Sementara itu, Kepala Riset & Ekonom Utama Mirae Asset Sekuritas, Rully Arya Wisnubroto, mengatakan bahwa kesepakatan perdagangan atau dengan kata lain de-escalasi sementara antara Amerika Serikat dan Tiongkok bisa berdampak positif terhadap pergerakan Indeks Harga Saham Gabungan (IHSG) pasca liburan yang cukup lama.
"IHSG kemungkinan akan berfluktuasi di antara level 6.800 hingga 7.100," ungkap Rully kepada RB NEWS, pada hari Selasa (13/5).
Rully pun menyebut bahwa keadaan tersebut dapat memacu para investor agar lebih berani dalam menghadapi tantangan, misalnya dengan berinvestasi di pasar negara-negara sedang berkembang seperti Indonesia.
Akan tetapi, Rully menegaskan bahwa dari segi dasar Bursa domestik, khususnya menghadapi kemungkinan pertumbuhan ekonomi yang melambat di masa mendatang, risiko belum berkurang.

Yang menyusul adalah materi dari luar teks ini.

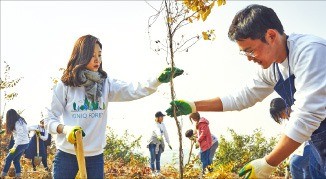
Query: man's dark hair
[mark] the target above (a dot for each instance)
(189, 133)
(276, 107)
(253, 22)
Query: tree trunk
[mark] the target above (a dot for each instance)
(171, 49)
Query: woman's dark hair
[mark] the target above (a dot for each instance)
(81, 55)
(253, 22)
(277, 106)
(189, 133)
(11, 118)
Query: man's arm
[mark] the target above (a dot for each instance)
(214, 104)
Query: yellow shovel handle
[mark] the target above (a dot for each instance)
(80, 154)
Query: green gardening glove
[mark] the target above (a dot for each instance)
(70, 133)
(165, 76)
(182, 108)
(2, 131)
(38, 133)
(12, 150)
(170, 147)
(258, 168)
(160, 138)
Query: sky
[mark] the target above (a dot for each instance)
(37, 39)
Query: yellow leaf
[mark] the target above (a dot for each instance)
(205, 14)
(205, 36)
(190, 20)
(221, 2)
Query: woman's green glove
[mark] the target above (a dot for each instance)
(257, 169)
(70, 133)
(12, 150)
(165, 76)
(2, 131)
(182, 108)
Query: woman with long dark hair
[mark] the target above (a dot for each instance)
(17, 127)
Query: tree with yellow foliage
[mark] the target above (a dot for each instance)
(177, 15)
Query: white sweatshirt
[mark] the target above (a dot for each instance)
(20, 133)
(307, 56)
(92, 117)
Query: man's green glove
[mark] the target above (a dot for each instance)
(12, 150)
(70, 133)
(258, 168)
(182, 108)
(165, 76)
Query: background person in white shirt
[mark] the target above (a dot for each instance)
(16, 126)
(156, 143)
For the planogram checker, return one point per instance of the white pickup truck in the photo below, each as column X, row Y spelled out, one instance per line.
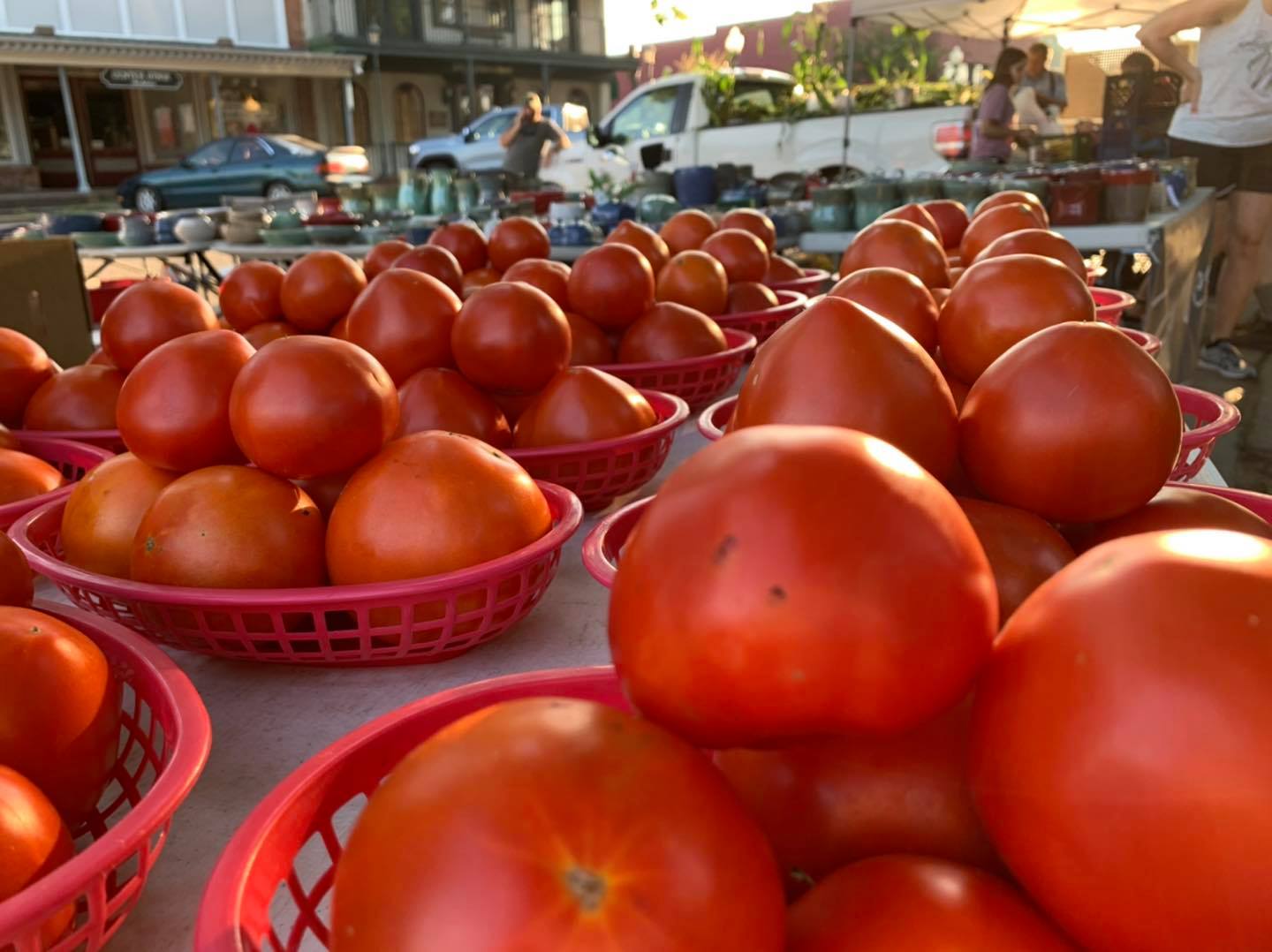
column 672, row 112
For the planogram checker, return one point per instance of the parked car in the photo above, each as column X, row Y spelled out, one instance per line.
column 272, row 167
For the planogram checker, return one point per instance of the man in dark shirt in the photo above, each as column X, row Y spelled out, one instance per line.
column 526, row 138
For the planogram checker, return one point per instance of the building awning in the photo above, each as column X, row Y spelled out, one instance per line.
column 31, row 49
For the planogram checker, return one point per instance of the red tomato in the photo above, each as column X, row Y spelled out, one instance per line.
column 577, row 877
column 1023, row 550
column 670, row 332
column 1076, row 425
column 896, row 295
column 511, row 337
column 1124, row 712
column 34, row 842
column 312, row 405
column 231, row 528
column 843, row 365
column 687, row 230
column 696, row 280
column 552, row 277
column 438, row 398
column 610, row 285
column 465, row 240
column 916, row 903
column 80, row 398
column 847, row 585
column 175, row 408
column 950, row 217
column 252, row 294
column 743, row 256
column 434, row 261
column 824, row 804
column 320, row 289
column 58, row 709
column 149, row 314
column 1000, row 301
column 404, row 319
column 583, row 404
column 468, row 503
column 104, row 510
column 898, row 245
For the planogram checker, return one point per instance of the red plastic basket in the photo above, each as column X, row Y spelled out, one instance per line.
column 271, row 888
column 74, row 459
column 1213, row 417
column 765, row 323
column 607, row 538
column 164, row 737
column 383, row 623
column 601, row 472
column 696, row 381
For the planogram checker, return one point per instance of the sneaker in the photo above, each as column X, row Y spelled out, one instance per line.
column 1225, row 360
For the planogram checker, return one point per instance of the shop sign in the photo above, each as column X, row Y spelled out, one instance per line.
column 141, row 79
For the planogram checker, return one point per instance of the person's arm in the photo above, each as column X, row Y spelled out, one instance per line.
column 1155, row 36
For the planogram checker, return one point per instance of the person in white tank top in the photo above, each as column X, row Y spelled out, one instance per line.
column 1225, row 121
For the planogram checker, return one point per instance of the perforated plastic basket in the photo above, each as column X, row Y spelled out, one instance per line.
column 164, row 737
column 384, row 623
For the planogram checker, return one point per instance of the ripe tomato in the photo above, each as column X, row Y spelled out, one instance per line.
column 34, row 842
column 992, row 224
column 610, row 285
column 434, row 261
column 311, row 405
column 1023, row 550
column 748, row 297
column 404, row 319
column 149, row 314
column 470, row 503
column 231, row 528
column 58, row 709
column 583, row 404
column 552, row 277
column 840, row 364
column 670, row 332
column 384, row 256
column 898, row 245
column 80, row 398
column 577, row 879
column 17, row 584
column 320, row 289
column 1124, row 712
column 1076, row 425
column 104, row 510
column 829, row 802
column 466, row 242
column 687, row 230
column 916, row 903
column 438, row 398
column 588, row 342
column 743, row 256
column 23, row 476
column 951, row 220
column 896, row 295
column 511, row 337
column 847, row 585
column 252, row 294
column 1000, row 301
column 696, row 280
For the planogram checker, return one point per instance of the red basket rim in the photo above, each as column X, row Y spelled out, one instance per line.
column 193, row 741
column 739, row 342
column 216, row 928
column 599, row 564
column 566, row 512
column 670, row 410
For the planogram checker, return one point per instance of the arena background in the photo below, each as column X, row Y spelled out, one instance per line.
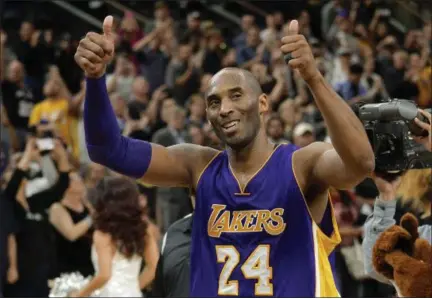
column 368, row 50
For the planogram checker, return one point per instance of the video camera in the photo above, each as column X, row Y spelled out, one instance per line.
column 390, row 127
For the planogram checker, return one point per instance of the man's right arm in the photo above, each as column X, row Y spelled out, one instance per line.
column 172, row 166
column 157, row 165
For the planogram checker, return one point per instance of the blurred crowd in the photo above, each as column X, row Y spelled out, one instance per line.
column 157, row 84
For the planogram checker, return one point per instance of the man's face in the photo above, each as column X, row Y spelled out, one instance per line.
column 161, row 13
column 185, row 52
column 16, row 71
column 253, row 38
column 247, row 22
column 177, row 119
column 196, row 135
column 167, row 106
column 233, row 110
column 140, row 86
column 194, row 23
column 51, row 88
column 26, row 31
column 354, row 78
column 275, row 129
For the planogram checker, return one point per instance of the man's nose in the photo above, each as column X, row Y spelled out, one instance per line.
column 226, row 107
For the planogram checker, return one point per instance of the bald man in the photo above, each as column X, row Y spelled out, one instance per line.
column 263, row 225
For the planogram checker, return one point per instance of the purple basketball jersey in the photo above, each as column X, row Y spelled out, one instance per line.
column 260, row 241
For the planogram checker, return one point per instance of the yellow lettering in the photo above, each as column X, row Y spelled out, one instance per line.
column 236, row 223
column 276, row 216
column 249, row 219
column 211, row 228
column 220, row 221
column 262, row 218
column 222, row 224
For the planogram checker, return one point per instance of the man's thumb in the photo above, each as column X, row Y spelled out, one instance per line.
column 293, row 27
column 107, row 26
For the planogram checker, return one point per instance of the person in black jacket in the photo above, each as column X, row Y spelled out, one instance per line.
column 173, row 268
column 34, row 236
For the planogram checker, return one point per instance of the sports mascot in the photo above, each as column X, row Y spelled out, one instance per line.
column 405, row 259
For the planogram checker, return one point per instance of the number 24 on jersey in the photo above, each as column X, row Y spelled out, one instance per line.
column 257, row 266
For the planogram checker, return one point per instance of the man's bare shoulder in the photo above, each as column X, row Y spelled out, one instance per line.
column 305, row 159
column 194, row 151
column 309, row 154
column 196, row 156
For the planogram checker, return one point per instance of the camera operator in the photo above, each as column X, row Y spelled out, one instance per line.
column 34, row 236
column 172, row 271
column 385, row 208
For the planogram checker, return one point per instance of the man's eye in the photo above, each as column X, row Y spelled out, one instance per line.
column 213, row 103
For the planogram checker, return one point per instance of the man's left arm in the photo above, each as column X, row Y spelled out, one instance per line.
column 351, row 158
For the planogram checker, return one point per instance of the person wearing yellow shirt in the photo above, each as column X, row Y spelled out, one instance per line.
column 55, row 111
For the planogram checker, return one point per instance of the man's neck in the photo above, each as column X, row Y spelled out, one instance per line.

Analis pasar modal dari Universitas Indonesia, Budi Frensidy, mengungkapkan bahwa adanya persetujuan untuk menurunkan tariff antara Amerika Serikat (AS) dan Tiongkok dijamin bakal berdampak baik terhadap bursa efek Indonesia.
Walau ada potensi untuk terjadinya demonstrasi net sell dari investor asing yang mengalihkan dana ke pasar saham AS, Budi meyakini aksi beli dari investor domestik akan meningkat seiring dengan tercapainya kesepakatan tersebut.
"Efek net sell asing untuk dialihkan ke pasar AS juga mungkin ada, tetapi aksi beli domestik akan meningkat dengan adanya kesepakatan ini," terang Budi kepada RB NEWS, Selasa (13/5).